Loin du phénomène de foire dont certains présentateurs télé se plaisent à accentuer la fausse réalité dans le personnage que joue Brigitte Fontaine, Emmanuelle Monteil, habilement dirigée par Gerold Schuman, fait ressortir toutes les facettes d’une œuvre terriblement attachante et d’une femme aussi complexe que hors normes. Un spectacle fascinant.

On aime la dire folle, comme pour se rassurer de sa propre normalité. Elle le cherche certes bien un peu, entre une diction syncopée qui appuie certaines syllabes jusqu’à la déroute de l’auditeur, un look ravageur d’un autre temps, de « femelle préhistorique » et des textes qui, à la première écoute, semblent sortir d’un cerveau passablement dérangé.
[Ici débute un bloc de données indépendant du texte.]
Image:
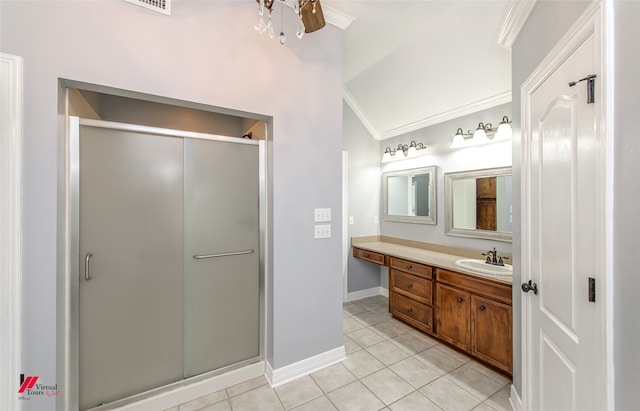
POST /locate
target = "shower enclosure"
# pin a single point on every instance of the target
(168, 245)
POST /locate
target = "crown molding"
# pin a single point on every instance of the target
(502, 98)
(357, 110)
(516, 15)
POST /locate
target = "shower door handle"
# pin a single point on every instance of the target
(87, 274)
(202, 257)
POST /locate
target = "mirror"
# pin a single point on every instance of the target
(410, 195)
(478, 204)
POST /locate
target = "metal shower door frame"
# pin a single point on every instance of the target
(67, 328)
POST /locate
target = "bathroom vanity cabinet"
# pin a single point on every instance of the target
(468, 312)
(410, 293)
(475, 315)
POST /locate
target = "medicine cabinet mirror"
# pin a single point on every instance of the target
(410, 195)
(478, 204)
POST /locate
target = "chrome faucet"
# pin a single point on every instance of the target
(493, 258)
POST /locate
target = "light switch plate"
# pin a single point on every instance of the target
(321, 215)
(322, 231)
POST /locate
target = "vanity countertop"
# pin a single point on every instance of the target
(425, 256)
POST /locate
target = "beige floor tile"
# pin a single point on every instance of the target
(411, 343)
(371, 318)
(483, 407)
(437, 359)
(489, 373)
(475, 382)
(361, 363)
(452, 353)
(350, 345)
(449, 396)
(204, 401)
(319, 404)
(387, 352)
(246, 386)
(298, 392)
(333, 377)
(353, 308)
(415, 401)
(259, 399)
(355, 397)
(220, 406)
(500, 400)
(365, 337)
(390, 328)
(387, 386)
(351, 324)
(415, 372)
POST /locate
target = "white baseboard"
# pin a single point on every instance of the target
(305, 367)
(369, 292)
(514, 400)
(180, 395)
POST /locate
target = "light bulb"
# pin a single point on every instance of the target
(301, 29)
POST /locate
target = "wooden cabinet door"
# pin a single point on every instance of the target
(452, 308)
(491, 332)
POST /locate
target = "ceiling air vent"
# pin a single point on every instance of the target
(161, 6)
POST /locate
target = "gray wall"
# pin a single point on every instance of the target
(364, 185)
(626, 241)
(547, 23)
(207, 53)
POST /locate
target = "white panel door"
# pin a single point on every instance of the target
(563, 243)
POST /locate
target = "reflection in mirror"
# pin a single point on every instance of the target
(410, 195)
(478, 204)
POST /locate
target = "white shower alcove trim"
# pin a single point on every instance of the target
(68, 292)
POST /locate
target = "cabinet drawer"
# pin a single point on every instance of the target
(368, 255)
(485, 287)
(411, 267)
(412, 286)
(417, 314)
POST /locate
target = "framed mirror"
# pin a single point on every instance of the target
(478, 204)
(410, 195)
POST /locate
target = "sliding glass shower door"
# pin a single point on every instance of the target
(222, 254)
(168, 255)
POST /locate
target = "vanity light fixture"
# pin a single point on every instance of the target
(403, 151)
(484, 133)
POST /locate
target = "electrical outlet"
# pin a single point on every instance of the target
(322, 231)
(321, 215)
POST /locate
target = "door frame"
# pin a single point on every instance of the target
(68, 284)
(596, 19)
(11, 227)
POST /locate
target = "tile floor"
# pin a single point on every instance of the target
(389, 366)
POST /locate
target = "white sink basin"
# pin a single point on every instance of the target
(480, 266)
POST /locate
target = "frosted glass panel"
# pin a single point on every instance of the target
(131, 311)
(222, 312)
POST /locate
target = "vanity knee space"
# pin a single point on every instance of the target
(471, 313)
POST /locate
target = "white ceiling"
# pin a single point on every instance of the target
(411, 64)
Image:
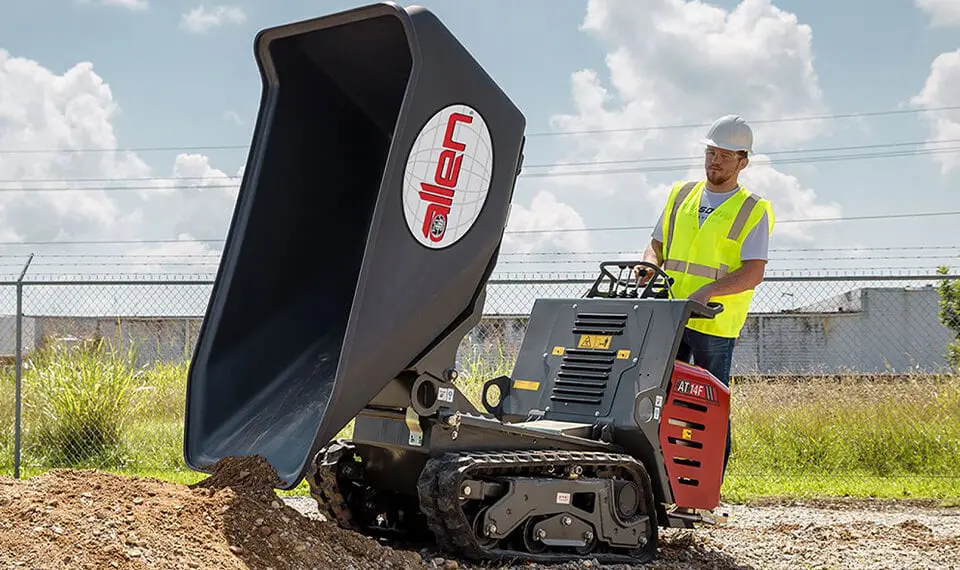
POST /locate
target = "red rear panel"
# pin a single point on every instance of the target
(693, 435)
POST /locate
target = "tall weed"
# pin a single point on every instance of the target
(78, 402)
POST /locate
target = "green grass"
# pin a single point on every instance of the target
(893, 437)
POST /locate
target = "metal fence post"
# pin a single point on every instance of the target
(19, 349)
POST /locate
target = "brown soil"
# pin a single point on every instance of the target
(231, 520)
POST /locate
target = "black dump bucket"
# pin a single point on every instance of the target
(370, 213)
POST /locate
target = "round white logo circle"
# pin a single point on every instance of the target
(447, 177)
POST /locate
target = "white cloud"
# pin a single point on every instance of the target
(675, 63)
(56, 134)
(128, 4)
(539, 228)
(942, 12)
(201, 19)
(942, 89)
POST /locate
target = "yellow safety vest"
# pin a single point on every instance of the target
(695, 255)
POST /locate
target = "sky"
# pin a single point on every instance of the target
(855, 106)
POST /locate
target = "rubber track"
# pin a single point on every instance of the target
(326, 491)
(440, 485)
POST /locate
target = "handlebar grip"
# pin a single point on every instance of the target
(708, 311)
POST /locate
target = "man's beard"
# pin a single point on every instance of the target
(717, 178)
Mais ce que Brigitte Fontaine a de fou, c’est surtout l’imagination. Des dizaines de chansons qui ne se regardent jamais le nombril, gravitant dans les sphères parfois éthérées d’une vision du monde quasi démiurgique et que transcendent une syntaxe, un choix des mots et un sens aigu de la poésie.

Drôle, émouvant, apocalyptique…
Emmanuelle Monteil n’a pas choisi la facilité en décidant de théâtraliser l’univers de Brigitte Fontaine. Car la chanteuse et poétesse pare déjà son art d’une formidable aura théâtrale. S’accaparer ses mots, c’est risquer de les affadir. La comédienne sur scène, voix assez grave comme son modèle, va pourtant relever ce défi et nous faire (re)découvrir Fontaine sans jamais la trahir. Tour à tour drôle (« J’suis décadente »), bouleversante (dans l’histoire d’une mouche et d’un prisonnier) ou apocalyptique, avec une émotion à fleur de peau, elle ouvre grand le livre des fables de cette Fontaine dont la source semble ne jamais tarir et, grâce à un jeu d’une très belle intensité soutenu par une mise en scène aussi sobre qu’efficace, transcende ce monde en perpétuelle ébullition. Joliment accompagnée par David Aubail, musicien aussi éclectique qu’atypique, cette belle comédienne se fait l’humble relai entre son modèle et le public, sublimant tour à tour le premier et le second. Un très joli moment aux confins de la chanson, de la musique, de la poésie où toutes les muses se sont donné rendez-vous.

[note_box]Colère noire
De Brigitte Fontaine
Mise en scène: Gerold Schumann
Scénographie : Christine Bouvier
Avec Emmanuelle Monteil et David Aubaile (musicien)
Musique : David Aubaile
Photo : Pascal Gely[/note_box]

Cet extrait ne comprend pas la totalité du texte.